Hispanic workers accuse the Tina job placement agency in Manhattan's Chinatown of continuously exploiting immigrants like themselves. The agency charges them in advance for finding them jobs, which often come with deplorable working and living conditions. 

In a recent interview, workers said that the Tina Agency charged them $50 for finding them employment.  This is against the law, according to Jonathan Mintz, the New York City Commissioner of Consumer Affairs. 

"Charging a client money before they have found him or her a job is illegal," explains Mintz, who adds that in the past year his agency has recovered some $76,000 in illegal fees paid to various employment agencies in the city. 

Several Hispanic workers also denounced the poor working and living conditions at jobs referred by this agency, located on Doyers Street. 

"They tell you one thing in the agency, and what you find in the Chinese restaurants where they send you to work is a completely different thing," says Ramón Morales, who was back out on the Chinatown streets after only three days working at a Chinese restaurant in Pennsylvania. 

The jobs usually involve 12- to 15-hour days.  The monthly pay varies from $1,200 to $1,500 and includes lodging and three meals a day. 

But many Hispanic workers claim angrily that sometimes the working conditions are so unbearable that they cannot last even a week, and they quit.  Often they are stuck without a dollar in their pockets after they've paid their bus ticket back. 

Living amid bedbugs and garbage 

Porfirio Amaya, a Mexican immigrant worker who for the past two months has been living in Chinatown on $16 a day, assures us: "They treat you like a dog, they give you a lot more work than they do to others, and they put you in a room full of bedbugs, garbage or water, and that's where you're supposed to sleep." 

This living and working system has been a practice in Chinatown since the 1980s, when Chinese immigrants from Fujian arrived.  The Hispanic workers can sleep in an Internet café for $7, eat lunch for $3.50, and take a shower for $5. 

Amaya says that a Hispanic worker he knows recently quit his job at a Chinese restaurant in New Hartford, Connecticut, after working for six days, and the owners did not pay him. 

"That happens all the time; they don't pay us and we end up coming back here. The people at Tina don't give us back our money, and then we have to pay more so they'll find us another job," Amaya complains. 

Lorelei Boylan, of the New York State Labor Department, explains that the employers are violating a number of labor laws. If the employee works more than 40 hours a week, the extra hours are supposed to be paid at a rate of $10.87 instead of the $7.25 paid for the first 40 hours. 

"They are supposed to be paid a total of $2,725 a month for working six twelve-hour days a week," Boylan assures us, and also points out that the most they can be charged for their meals is $2.40 per day. 

Boylan says that if employers do not pay their workers at the time the workers leave a job, they are obliged to send them their money no more than seven days after the workers leave. 

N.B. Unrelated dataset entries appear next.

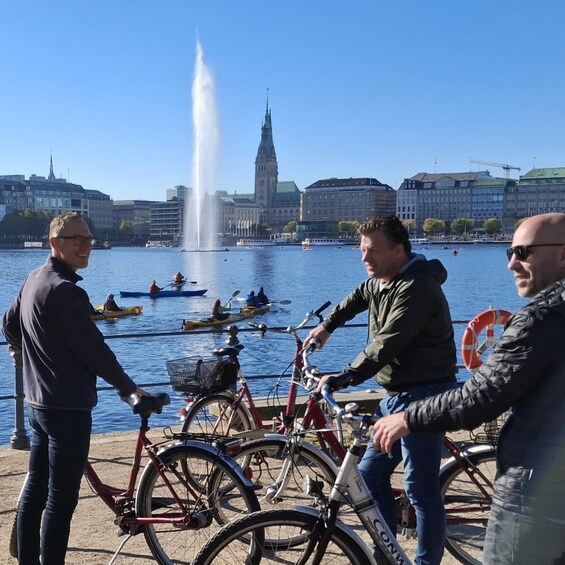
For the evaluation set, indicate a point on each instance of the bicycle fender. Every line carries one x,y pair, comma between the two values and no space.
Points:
339,525
471,449
196,447
307,446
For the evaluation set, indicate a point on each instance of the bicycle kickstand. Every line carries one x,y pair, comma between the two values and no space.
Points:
118,551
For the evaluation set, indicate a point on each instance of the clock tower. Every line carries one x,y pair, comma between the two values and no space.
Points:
266,169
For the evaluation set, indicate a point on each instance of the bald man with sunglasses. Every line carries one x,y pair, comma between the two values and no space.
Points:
525,375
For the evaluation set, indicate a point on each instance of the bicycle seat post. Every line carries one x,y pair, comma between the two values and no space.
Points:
232,339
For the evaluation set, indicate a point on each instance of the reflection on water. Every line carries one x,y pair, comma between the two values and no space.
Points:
477,279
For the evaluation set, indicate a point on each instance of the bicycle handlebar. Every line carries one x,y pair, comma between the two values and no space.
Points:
292,330
311,372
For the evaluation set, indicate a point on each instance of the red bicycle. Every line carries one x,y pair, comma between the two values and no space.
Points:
176,511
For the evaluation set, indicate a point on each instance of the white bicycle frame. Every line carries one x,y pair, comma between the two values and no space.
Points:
350,488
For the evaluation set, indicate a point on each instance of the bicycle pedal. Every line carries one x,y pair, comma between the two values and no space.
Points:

"We can get the back money which they are owed, but we need for them to report the restaurants, giving us the name of the restaurant, its address and a list of the hours they worked," Boyle says. 

The agency owner, who identified herself only as Tina, told El Diario/La Prensa that the accusations by the workers are due to a misunderstanding. 

"I do return them their money," the owner said, explaining that the money can be retrieved only between 2 p.m. and 5 p.m.  "I tell them that when they come, but they don't understand," she added.